461 F.Supp. 86 (1978)
The commissioner issued an order that female sports reporters were barred from the locker rooms of major league baseball teams. Female reporters were thus placed at a competitive disadvantage with their male counterparts because the male reporters obtained a great deal of information from locker room interviews.
The court held that plaintiffs were entitled to judgment as a matter of law and granted the injunction. Because the stadium where the baseball team played was owned by the city and was controlled by the city, the barring of the reporter from the locker rooms was state action according to the five-prong test used for claims under 42 U.S.C.S. § 1983 and the Fourteenth Amendment to the United States Constitution. Furthermore, the commissioner's rule violated the reporter's equal protection and due process rights.
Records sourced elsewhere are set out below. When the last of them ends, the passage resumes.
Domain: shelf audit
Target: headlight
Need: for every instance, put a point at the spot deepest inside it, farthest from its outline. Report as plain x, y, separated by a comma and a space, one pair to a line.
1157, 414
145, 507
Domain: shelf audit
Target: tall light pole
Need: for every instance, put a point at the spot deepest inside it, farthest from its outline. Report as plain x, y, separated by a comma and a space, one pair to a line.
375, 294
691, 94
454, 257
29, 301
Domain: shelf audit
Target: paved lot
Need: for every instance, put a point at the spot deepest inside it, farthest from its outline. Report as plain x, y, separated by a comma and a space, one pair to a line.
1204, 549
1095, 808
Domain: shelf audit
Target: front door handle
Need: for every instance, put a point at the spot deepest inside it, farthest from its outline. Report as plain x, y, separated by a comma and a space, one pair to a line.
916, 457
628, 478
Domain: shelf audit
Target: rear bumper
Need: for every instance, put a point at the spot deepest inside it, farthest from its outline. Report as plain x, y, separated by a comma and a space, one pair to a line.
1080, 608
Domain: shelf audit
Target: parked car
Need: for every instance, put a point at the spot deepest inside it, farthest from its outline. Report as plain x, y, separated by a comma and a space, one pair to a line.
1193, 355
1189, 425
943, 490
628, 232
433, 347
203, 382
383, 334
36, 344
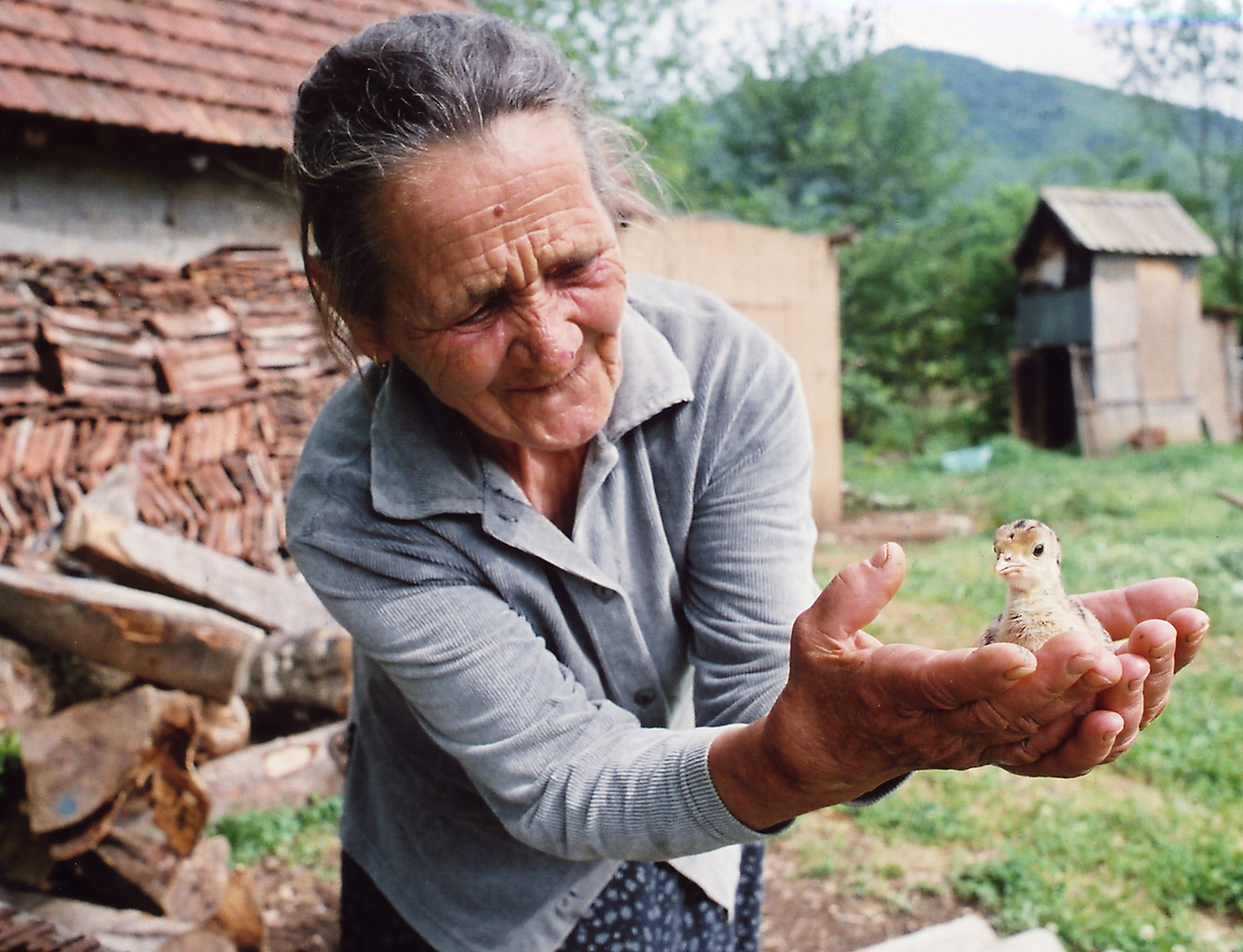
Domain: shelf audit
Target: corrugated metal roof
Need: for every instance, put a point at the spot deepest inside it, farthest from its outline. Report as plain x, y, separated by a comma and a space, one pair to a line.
218, 71
1128, 223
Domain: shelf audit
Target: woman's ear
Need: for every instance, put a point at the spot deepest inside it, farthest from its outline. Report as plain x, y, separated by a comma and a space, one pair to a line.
368, 341
364, 334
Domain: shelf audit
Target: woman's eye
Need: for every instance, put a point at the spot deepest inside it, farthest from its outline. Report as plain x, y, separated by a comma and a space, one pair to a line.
572, 269
476, 317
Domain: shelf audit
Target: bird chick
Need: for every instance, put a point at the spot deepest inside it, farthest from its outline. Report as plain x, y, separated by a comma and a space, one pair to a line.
1037, 606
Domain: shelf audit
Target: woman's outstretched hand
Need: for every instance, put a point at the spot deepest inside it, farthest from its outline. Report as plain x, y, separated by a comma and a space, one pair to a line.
855, 714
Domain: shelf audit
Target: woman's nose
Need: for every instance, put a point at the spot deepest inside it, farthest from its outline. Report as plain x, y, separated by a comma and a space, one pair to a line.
548, 336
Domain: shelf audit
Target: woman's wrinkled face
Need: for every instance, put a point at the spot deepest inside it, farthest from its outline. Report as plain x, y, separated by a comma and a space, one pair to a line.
505, 287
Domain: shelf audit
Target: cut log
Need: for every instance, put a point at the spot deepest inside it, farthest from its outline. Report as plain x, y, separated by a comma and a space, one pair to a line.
225, 728
115, 930
307, 670
25, 688
287, 772
239, 915
85, 764
145, 557
163, 640
21, 931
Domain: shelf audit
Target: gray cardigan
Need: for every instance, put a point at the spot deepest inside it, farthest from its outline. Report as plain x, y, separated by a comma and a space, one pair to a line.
526, 703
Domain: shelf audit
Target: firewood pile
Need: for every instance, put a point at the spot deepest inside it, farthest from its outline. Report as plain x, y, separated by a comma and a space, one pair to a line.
149, 425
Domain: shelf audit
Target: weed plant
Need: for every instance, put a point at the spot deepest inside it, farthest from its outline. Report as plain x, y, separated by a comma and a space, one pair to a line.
1143, 855
305, 836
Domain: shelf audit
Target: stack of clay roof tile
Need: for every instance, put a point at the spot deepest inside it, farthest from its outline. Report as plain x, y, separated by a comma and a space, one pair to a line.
208, 376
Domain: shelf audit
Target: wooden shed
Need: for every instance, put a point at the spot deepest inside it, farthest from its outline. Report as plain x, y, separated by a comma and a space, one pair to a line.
1113, 346
785, 282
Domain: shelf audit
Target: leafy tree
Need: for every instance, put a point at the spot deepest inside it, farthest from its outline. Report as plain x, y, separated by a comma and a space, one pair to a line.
927, 317
1195, 46
815, 133
639, 55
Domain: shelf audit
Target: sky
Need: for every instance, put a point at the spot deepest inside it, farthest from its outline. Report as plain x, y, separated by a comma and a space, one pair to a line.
1046, 36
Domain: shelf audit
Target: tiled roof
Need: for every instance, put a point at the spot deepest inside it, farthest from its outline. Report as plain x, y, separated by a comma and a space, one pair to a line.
1128, 223
218, 71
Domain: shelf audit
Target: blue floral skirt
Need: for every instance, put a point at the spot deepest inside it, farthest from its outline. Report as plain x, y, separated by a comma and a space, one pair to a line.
645, 907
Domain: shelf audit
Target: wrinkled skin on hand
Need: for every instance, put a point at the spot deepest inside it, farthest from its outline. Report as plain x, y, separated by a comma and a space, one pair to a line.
855, 712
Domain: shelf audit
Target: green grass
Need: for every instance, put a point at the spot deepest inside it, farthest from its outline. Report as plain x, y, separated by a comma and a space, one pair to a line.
1121, 520
306, 836
1143, 855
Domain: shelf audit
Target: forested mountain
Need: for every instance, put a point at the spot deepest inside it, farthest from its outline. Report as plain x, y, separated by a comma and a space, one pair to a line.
1040, 130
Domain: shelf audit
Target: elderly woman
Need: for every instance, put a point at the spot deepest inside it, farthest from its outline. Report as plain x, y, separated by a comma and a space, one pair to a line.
563, 511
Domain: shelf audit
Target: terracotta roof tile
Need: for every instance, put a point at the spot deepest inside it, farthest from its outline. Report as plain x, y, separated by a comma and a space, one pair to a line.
219, 71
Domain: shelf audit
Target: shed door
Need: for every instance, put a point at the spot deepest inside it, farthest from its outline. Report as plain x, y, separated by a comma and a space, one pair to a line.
1165, 330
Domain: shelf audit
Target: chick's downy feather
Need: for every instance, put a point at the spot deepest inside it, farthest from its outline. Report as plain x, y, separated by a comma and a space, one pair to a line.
1037, 606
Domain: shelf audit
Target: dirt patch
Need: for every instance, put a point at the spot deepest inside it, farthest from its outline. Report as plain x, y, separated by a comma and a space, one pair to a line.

The barring of female reporters was not substantially related to the protection of the privacy of the players and deprived the reporter of equal protection under the law. The rule also unreasonably interfered with the reporter's fundamental right to pursue her profession, a violation of her due process rights.
The court ruled that the reporter was entitled to the injunctive relief that she sought and an award of counsel fees. The court issued an injunction prohibiting the enforcement of the commissioner's rule that totally excluded accredited female sports reporters from the locker rooms at the team's stadium, and the court ordered the development of a constitutionally satisfactorily means to preserve the privacy of the baseball players.